Matthew Weinberger

March 4, 2011

3 Min Read
Intel: How To Build a Better Cloud

images.jpgAt an Intel cloud conference here in Portland, Ore., the chip giant has just described how and why cloud service providers (CSPs) need to make their data centers far more efficient.

Intel General Manager of High Density Servers Jason Waxman kicked off the day, outlining basics of the Intel Cloud Builders Program. But first, he laid out the reasons for its inception. The cloud’s acceleration is increasing to the point where we’ll need 45 new dedicated power plants to handle the growth over the next five years, he said.

Needless to say, that’s horribly inefficient, bordering on outright wastefulness. There has to be a better way to handle all the new users, new devices, and new data that’s being brought to the cloud every day.
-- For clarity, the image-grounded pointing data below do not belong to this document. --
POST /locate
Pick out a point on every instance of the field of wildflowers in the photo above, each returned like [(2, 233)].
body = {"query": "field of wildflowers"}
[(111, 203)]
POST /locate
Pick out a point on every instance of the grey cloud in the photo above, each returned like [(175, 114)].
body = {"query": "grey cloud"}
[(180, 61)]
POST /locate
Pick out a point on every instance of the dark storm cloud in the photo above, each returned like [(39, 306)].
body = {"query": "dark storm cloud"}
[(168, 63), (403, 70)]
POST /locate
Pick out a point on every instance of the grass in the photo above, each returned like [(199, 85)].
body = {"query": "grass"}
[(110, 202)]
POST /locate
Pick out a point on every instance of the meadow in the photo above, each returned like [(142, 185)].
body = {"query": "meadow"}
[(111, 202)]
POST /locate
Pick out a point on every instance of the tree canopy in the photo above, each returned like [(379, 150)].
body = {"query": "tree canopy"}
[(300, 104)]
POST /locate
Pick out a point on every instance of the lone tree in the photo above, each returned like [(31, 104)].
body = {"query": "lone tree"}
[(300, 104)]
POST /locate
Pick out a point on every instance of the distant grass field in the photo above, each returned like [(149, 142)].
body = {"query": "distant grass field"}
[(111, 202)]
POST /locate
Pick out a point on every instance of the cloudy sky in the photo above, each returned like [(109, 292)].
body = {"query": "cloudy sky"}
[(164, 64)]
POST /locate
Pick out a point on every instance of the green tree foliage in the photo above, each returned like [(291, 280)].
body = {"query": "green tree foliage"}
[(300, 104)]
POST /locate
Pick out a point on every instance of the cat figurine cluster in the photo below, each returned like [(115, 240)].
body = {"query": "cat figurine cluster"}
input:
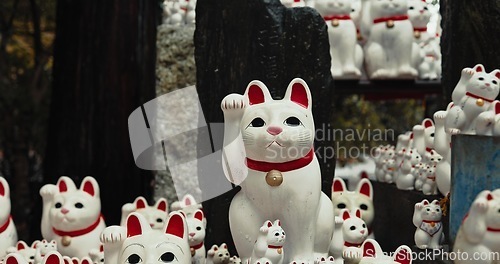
[(427, 219), (8, 232), (156, 215), (480, 230), (276, 187), (346, 53), (72, 216)]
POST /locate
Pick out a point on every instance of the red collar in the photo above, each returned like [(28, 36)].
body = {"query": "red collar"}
[(4, 226), (347, 244), (283, 167), (478, 97), (393, 18), (197, 246), (271, 246), (338, 17), (78, 232)]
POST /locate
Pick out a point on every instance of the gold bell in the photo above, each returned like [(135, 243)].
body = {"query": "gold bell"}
[(389, 23), (66, 240), (274, 178)]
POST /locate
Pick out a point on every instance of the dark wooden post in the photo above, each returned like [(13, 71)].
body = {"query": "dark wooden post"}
[(239, 41), (104, 68)]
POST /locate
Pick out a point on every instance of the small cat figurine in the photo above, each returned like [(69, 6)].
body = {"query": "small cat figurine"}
[(345, 52), (270, 242), (8, 232), (218, 254), (196, 232), (278, 137), (361, 198), (390, 41), (138, 242), (156, 215), (481, 89), (27, 252), (373, 254), (427, 219), (43, 248), (480, 229), (71, 216)]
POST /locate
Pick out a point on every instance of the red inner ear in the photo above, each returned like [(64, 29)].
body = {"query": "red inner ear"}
[(198, 215), (403, 257), (365, 189), (369, 250), (175, 226), (62, 186), (255, 95), (140, 204), (337, 186), (162, 206), (11, 260), (133, 226), (346, 215), (52, 259), (299, 95)]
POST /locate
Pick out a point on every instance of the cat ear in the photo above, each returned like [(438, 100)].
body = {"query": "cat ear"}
[(427, 123), (90, 186), (338, 185), (198, 215), (403, 255), (478, 68), (496, 73), (299, 93), (65, 184), (365, 187), (369, 249), (176, 225), (257, 93), (4, 187), (53, 257), (140, 202), (135, 224), (345, 214), (162, 204)]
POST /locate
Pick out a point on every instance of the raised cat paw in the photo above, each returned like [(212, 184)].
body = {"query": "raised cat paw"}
[(48, 191), (113, 234)]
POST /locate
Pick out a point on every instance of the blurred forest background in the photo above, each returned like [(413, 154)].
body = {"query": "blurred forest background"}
[(27, 33)]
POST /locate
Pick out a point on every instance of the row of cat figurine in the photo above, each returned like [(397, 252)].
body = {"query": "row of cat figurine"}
[(421, 158), (179, 12)]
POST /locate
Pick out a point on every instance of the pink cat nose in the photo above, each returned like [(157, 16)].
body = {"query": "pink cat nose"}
[(274, 130)]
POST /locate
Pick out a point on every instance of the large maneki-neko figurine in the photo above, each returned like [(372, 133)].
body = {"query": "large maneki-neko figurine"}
[(283, 178), (71, 216)]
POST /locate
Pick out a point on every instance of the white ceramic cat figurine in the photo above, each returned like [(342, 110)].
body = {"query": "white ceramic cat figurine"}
[(373, 254), (218, 254), (344, 49), (389, 45), (196, 237), (156, 215), (481, 89), (137, 242), (43, 248), (480, 230), (284, 179), (427, 219), (8, 233), (270, 242), (71, 216)]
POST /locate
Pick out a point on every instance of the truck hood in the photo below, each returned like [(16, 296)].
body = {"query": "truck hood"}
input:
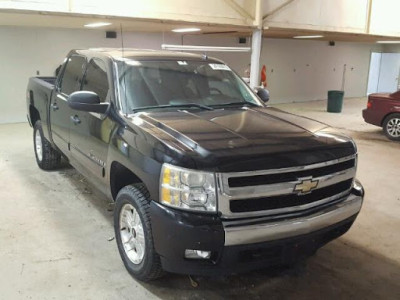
[(241, 139)]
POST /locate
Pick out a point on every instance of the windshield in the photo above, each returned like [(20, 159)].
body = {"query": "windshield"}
[(188, 84)]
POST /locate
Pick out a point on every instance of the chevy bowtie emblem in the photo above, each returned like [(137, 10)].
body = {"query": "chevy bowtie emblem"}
[(306, 186)]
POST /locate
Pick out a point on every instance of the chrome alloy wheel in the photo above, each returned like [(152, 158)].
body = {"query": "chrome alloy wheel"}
[(38, 145), (132, 234), (393, 127)]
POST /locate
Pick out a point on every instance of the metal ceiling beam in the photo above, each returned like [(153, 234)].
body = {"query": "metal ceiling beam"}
[(369, 12), (239, 9), (274, 11)]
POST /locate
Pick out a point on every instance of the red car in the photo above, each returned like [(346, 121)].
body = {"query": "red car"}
[(384, 110)]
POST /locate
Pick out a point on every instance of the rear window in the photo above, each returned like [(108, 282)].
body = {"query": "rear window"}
[(73, 73), (96, 79)]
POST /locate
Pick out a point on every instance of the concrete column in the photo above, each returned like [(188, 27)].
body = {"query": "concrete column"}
[(256, 42)]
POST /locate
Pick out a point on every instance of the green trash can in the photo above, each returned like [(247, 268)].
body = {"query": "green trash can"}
[(335, 101)]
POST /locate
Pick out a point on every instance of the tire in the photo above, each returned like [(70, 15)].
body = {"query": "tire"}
[(137, 251), (391, 126), (47, 157)]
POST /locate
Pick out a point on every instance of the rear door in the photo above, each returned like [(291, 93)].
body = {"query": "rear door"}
[(69, 82), (90, 136)]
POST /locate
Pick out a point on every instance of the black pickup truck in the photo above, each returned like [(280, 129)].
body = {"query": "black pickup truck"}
[(206, 178)]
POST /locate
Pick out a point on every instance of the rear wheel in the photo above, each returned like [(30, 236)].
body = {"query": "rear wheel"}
[(47, 157), (133, 233), (391, 127)]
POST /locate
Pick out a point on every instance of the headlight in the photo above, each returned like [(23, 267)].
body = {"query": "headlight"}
[(187, 189)]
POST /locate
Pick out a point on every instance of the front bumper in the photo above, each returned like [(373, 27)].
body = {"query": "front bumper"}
[(245, 248)]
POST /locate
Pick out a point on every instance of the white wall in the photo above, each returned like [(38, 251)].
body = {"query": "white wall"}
[(26, 50), (329, 15), (373, 77), (300, 70)]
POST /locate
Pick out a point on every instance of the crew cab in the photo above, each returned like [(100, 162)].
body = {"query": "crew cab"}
[(383, 110), (206, 178)]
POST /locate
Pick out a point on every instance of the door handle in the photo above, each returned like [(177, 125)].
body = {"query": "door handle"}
[(54, 106), (75, 119)]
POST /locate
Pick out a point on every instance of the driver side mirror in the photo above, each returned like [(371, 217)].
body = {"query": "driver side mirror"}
[(87, 101)]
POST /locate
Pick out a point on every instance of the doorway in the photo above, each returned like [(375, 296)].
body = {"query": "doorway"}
[(384, 73)]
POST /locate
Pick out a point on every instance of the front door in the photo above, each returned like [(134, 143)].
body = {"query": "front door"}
[(90, 132), (60, 112)]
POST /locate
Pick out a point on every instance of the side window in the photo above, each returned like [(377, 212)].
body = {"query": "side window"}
[(96, 79), (72, 76)]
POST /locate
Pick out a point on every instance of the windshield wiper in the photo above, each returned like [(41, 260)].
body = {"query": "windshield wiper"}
[(186, 105), (235, 104)]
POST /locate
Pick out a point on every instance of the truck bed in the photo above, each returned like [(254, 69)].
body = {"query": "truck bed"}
[(39, 96)]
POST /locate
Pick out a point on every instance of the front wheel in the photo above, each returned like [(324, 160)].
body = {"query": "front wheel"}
[(47, 157), (391, 127), (133, 233)]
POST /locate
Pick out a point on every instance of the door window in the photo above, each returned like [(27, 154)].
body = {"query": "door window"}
[(96, 79), (73, 73)]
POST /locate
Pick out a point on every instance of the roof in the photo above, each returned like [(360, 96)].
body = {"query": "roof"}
[(119, 54)]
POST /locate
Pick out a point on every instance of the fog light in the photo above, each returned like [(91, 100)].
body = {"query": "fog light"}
[(197, 254)]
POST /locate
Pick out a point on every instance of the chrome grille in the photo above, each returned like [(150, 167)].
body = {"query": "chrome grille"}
[(244, 194)]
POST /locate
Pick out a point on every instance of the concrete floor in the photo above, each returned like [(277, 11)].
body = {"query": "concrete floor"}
[(55, 231)]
Enter Intel: Waxman says that together with partners, Intel is working on ways to make a smarter, more secure, more automated cloud that saves money even as it helps save the planet.

After all, Waxman says that a full 75% of the TCO of most infrastructure-as-a-service deployments comes from power and delivery. If Intel can cut that down, they can help lower the cost of cloud services and reap a portion of a data center market that they see growing at a compound rate of 20% every year even as they enable it. Even the smallest things, like matching a cloud service provider’s workloads to the right kind of silicon, can produce a net efficiency gain that can’t be ignored.

But it gets really interesting when you start talking about the relationship between cloud services and the data centers that run them. Waxman mentioned the Intel-facilitated Open Data Center Alliance (ODCA), which is pushing for four key IT challenges in IaaS: Security and compliance; efficiency; lock-in; and manageability.

None of these are news to TalkinCloud readers, but the ODCA is pushing to figure out how to make them things of the past by providing the customer base with a single soapbox.

Intel Cloud Builders Program

Finally, we get back to the Intel Cloud Builders Program. Intel, in conjunction with many major cloud industry players, from Microsoft to Parallels to NetApp to Canonical, to put together reference architectures, essentially giving guidelines on how to deploy technologies from different vendors to create cloud solutions. Some cloud service providers specialize in storage, some in compute, some in POS, and so on.

But Intel has around 50 reference architectures to help them get there. While Waxman warns that the architectures are by their nature not customized to the specific needs of every provider and “won’t solve world hunger,” Intel Chief Cloud Engineer Billy Cox says that they’re based on the company’s own experiences with testing and deploying cloud partner solutions.

On a final note, Cox joked that the cloud has forced Intel to think in terms of services, not technology — not something the chip manufacturer is used to. But all the same, Intel stands to make a lot of money in the data center if they can help their technology partners figure out better, faster, cheaper, and interoperable cloud services. And smaller VARs and MSPs will reap the benefits.